Je ne pensais pas que c’était possible à ce point-là de raconter n’importe quoi. À chaque appel, on ne me dit jamais la même chose.

Laurette de Vivie, étudiante française

Quatrième essai : le 14 novembre, Laurette rappelle IRCC pour savoir si sa demande a été traitée. Réponse : non. L’agente lui propose alors de faire une demande de révision de la décision.

« Pas de bureau physique »

Entre-temps, Laurette a réussi à convaincre le Bureau des étudiants internationaux de l’Université de Montréal de la laisser poursuivre sa session même si son permis est expiré. On lui a donné un délai jusqu’au 30 octobre, puis jusqu’au 30 novembre, et enfin jusqu’au 30 décembre. Au-delà du 30 décembre, si sa situation n’est pas régularisée, sa session risque d’être annulée.

Laurette a aussi tenté d’expliquer son cas en personne.

« J’ai essayé d’aller à tous les endroits qui étaient relatifs à l’immigration, à Montréal, explique-t-elle. Mais à aucun de ces endroits, on n’a pu m’aider. Il y en a un qui ne s’occupait que des passeports. Donc, il ne pouvait pas faire grand-chose. Un autre s’occupait des réfugiés. Donc, il ne pouvait pas gérer mon cas. Ils m’ont tous dit qu’il n’y avait pas de bureau physique pour les permis d’études, ce que je trouve vraiment absurde, et ils me disaient tous qu’il fallait appeler au téléphone. »

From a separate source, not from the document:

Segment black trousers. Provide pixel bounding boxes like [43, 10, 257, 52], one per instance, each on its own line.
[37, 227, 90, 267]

Découragée, Laurette a contacté deux avocats en immigration. Le premier lui a conseillé de refaire une demande de permis, ce qui aurait pris trois mois et l’aurait forcée à abandonner ses études. Elle a renoncé. Le deuxième lui a redonné espoir.

Ça commence à s’arranger un peu. C’est grâce à cet avocat parce que moi, personne ne me répond, vraiment.

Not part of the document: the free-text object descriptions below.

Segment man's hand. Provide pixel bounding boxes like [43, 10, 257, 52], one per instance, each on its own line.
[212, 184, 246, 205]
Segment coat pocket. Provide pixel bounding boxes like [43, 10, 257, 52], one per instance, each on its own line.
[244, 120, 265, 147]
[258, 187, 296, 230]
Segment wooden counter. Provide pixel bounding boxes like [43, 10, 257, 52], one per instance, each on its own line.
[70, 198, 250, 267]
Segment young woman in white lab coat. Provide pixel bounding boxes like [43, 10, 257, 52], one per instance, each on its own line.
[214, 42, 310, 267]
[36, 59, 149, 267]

Laurette de Vivie, étudiante française

Aux dernières nouvelles, son nouveau permis d’études a été mis à la poste le 16 novembre. Mais IRCC l’a envoyé à son ancienne adresse… Laurette avait fait son changement d’adresse et s’était assurée, à chacun de ses appels, que sa nouvelle adresse figurait bien dans son dossier.

Sans numéro de suivi, elle n’a pas pu récupérer le document à son ancienne adresse.

Laurette a donc rappelé IRCC. « L’agent a reconnu qu’ils avaient encore fait une erreur », dit-elle. Il lui a dit qu’il allait renvoyer un nouveau permis par la poste à sa bonne adresse. Laurette a reçu une nouvelle lettre de confirmation le 25 novembre : son permis avait été expédié, cette fois à la bonne adresse. Mais le 1er décembre, six jours plus tard, elle l’attendait toujours.

La réponse d’Immigration, Réfugiés et Citoyenneté Canada

En réponse aux questions de La Presse, IRCC s’est dit « désolé des inconvénients que cette erreur a fait subir à Mme de Vivie ». « Bien que les agents d’immigration qui traitent les demandes doivent s’assurer que toutes les données saisies manuellement dans notre système correspondent à ce qui se trouve dans le passeport du client et à ce qui est délivré sur le permis d’études, il peut parfois y avoir des situations où une erreur humaine se produit. […] En cas d’erreur, les clients doivent visiter le site web d’IRCC pour demander une modification », ajoute le Ministère.